1. Introduction Electromagnetically induced transparency (EIT) occurs in laser-activated atomic systems as a result of quantum interference between the atomic level and the excitation pathways [1]. Due to the strong dispersion in transparency windows, the EIT effects have shown a plethora of intriguing potentials in nonlinear optical enhancement [2] and all-optical data processing [3]. However, complex experimental requirements have significantly constrained the chip-scale implements of conventional EIT in atomic systems [4]. Fortunately, the EIT-like effects were later demonstrated in classical systems as diverse as high-Q resonators [5,6] and plasmonic structures [7–9]. For instance, Xu et al. reported the first experimental observations of EITlike spectra in silicon resonator systems, which brought the original quantum phenomena into the realm of classical optics [6]. Zhang et al. proposed a coupled radiative-dark plasmonic mechanism to mimic the functionality of EIT by metamaterials [7]. Because of the capabilities to operate at subwavelength scales, especially, metal-based plasmonic EIT-like configurations have been extensively exploited [7–13]. Recently, plasmonic analogs of EIT have been demonstrated in periodically patterned graphene nanostructures [14–16]. Due to its unprecedented advantages including flexible tunability, extremely tight field confinement, and low losses at terahertz and mid-infrared frequencies, graphene has been proved to be a promising alternative material to metals for chip-integrated nanophotonics [17–26]. However, as Brongersma et al. analyzed in [9], the majority of previous EIT-like effects in both metallic and graphene structures arise from the near-field coupling of the bright- and dark-mode resonators [7,8,12–15]. These mechanisms strongly depend on the coupling strength of resonators, significantly restricting the access to the coupling medium between resonators [9]. In addition, being similar to the multi-EIT-like effects in metallic plasmonic systems for complicated multi-channel applications, the exploration of graphene-based multiEIT-like effects is appealing for the on-chip, active, and multifunctional devices [10–13,27]. In this paper, multiple EIT-like optical responses are demonstrated in graphene metamaterials comprising a series of self-assembled graphene Fabry-Pérot (FP) cavities.
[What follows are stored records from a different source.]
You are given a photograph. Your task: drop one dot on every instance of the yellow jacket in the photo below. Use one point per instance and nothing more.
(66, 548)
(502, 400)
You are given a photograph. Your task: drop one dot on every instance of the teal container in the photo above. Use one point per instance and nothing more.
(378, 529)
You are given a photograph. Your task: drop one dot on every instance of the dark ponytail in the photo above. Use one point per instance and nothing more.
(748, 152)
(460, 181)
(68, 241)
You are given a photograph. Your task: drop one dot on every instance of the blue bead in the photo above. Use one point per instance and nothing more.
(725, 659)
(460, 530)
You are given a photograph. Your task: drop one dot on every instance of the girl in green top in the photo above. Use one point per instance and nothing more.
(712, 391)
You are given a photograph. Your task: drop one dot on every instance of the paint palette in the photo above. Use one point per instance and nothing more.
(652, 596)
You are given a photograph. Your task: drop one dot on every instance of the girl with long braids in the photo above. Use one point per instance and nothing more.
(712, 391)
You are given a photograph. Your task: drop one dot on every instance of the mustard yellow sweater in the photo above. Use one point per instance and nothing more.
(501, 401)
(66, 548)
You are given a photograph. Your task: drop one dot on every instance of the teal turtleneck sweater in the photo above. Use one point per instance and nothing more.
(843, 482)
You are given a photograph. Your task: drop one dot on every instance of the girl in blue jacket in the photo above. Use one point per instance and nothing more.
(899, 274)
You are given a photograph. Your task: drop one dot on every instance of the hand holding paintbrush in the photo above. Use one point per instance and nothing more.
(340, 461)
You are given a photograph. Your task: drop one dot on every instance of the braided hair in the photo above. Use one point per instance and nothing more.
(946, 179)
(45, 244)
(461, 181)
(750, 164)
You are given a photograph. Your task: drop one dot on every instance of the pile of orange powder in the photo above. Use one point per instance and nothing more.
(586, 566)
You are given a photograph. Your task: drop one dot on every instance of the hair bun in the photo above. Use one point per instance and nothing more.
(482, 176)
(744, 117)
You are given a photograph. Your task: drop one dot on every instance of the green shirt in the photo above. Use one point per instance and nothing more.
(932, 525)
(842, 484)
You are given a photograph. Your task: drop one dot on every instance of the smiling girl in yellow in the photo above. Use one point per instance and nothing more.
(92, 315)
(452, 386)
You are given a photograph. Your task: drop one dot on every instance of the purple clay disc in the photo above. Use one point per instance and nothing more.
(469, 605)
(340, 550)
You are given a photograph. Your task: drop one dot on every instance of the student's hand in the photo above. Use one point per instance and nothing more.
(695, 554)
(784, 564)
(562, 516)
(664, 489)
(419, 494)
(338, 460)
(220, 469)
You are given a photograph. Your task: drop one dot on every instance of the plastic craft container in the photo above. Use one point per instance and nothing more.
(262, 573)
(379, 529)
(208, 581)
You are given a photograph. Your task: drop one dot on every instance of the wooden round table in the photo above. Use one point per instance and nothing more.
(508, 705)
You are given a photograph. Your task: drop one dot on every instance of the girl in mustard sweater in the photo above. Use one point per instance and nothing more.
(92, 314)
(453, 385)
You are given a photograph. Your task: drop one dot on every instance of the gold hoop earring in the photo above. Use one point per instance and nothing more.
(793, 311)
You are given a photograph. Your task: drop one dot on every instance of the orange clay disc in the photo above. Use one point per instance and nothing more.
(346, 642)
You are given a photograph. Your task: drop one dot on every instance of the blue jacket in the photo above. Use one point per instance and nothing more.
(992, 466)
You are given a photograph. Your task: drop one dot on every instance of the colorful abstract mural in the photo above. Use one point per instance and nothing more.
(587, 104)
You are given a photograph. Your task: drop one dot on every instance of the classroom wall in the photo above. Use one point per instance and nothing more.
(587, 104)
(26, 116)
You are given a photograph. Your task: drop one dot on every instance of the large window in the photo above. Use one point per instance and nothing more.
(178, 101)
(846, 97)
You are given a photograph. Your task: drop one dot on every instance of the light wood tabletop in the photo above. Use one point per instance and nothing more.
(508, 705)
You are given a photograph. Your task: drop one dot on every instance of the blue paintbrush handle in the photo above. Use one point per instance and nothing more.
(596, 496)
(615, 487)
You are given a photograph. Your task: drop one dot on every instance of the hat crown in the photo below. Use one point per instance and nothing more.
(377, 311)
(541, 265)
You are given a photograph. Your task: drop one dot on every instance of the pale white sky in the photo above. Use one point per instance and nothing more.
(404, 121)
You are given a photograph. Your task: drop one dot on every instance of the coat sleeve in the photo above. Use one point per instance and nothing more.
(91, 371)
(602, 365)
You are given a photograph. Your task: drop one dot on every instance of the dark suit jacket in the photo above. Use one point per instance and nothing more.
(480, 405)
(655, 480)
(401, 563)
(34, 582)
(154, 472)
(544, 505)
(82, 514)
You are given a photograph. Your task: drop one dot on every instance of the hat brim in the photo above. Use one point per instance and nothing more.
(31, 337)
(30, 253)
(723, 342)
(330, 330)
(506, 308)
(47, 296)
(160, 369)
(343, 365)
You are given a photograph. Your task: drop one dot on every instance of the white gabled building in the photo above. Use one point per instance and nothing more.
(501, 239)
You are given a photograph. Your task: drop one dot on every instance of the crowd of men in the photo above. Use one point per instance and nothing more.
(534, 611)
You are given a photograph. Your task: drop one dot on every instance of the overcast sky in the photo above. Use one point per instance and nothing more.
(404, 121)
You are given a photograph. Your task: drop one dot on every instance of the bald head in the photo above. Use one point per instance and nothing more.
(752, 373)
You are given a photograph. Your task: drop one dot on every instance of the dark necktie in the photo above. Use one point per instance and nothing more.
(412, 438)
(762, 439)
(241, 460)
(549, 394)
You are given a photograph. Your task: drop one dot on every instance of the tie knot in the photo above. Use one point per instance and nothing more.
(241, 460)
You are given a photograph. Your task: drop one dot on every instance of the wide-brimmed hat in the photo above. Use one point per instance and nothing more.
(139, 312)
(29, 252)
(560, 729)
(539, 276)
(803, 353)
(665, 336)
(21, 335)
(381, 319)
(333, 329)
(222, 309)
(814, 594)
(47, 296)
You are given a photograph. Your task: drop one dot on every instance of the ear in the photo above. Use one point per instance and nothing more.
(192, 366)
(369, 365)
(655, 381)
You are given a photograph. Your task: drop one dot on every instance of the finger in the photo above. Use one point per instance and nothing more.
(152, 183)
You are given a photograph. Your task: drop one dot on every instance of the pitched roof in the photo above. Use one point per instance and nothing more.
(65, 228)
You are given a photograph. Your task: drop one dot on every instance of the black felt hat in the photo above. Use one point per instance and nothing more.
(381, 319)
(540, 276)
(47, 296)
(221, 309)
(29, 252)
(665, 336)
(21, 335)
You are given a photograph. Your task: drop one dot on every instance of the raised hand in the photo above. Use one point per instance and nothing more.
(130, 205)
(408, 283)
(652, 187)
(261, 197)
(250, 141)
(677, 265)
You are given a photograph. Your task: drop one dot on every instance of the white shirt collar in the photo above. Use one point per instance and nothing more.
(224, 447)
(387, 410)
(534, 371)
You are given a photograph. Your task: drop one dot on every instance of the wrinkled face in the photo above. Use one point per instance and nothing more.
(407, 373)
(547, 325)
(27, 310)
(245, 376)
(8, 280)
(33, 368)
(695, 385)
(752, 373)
In contrast to the classical near-field coupling structures, the phase-coupling scheme is #225474 - $15.00 USD © 2015 OSA
Received 22 Oct 2014; revised 25 Dec 2014; accepted 26 Dec 2014; published 9 Jan 2015 12 Jan 2015 | Vol. 23, No. 1 | DOI:10.1364/OE.23.000545 | OPTICS EXPRESS 546
employed to conceive the proposed graphene metamaterials for the realization of EIT-like spectral features. Furthermore, the observed multiple EIT-like windows can be efficiently tuned in the mid-infrared regime by adjusting the Fermi level in graphene and the separations of FP cavities. The transfer matrix model incorporating the graphene plasmon (GP) resonances and phase-coupling effects is established to explain the observed EIT-like responses, and the theoretical results agree well with the finite-difference time-domain (FDTD) simulations. 2. Structure model and analytical theory
Fig. 1. (a) Schematic configuration of the graphene metamaterials on a substrate consisting of a series of spatially separated GNR layers with different ribbon widths. The dielectric A isolates the adjacent GNR layers and dielectric B is the surrounding environment. A linearly polarized (along x-axis direction) mid-infrared wave incident along + z-axis direction is employed to excite the plasmon resonances in GNRs. (b) Side-view illustration of one unit cell with N-layer GNRs in the metamaterials. The adjacent two GNR layers construct a cavity and the inset zooms in the jth cavity. σj and Wj are the optical conductivity and ribbon width of the jth-layer GNR, respectively. hj is the separation of the jth cavity. The refractive indices of the media above and below the jth-layer GNR are denoted by nj and nj+1, respectively. P is the period. The ribbon width difference δWj = |Wj+1–Wj| is termed detuning in the jth cavity.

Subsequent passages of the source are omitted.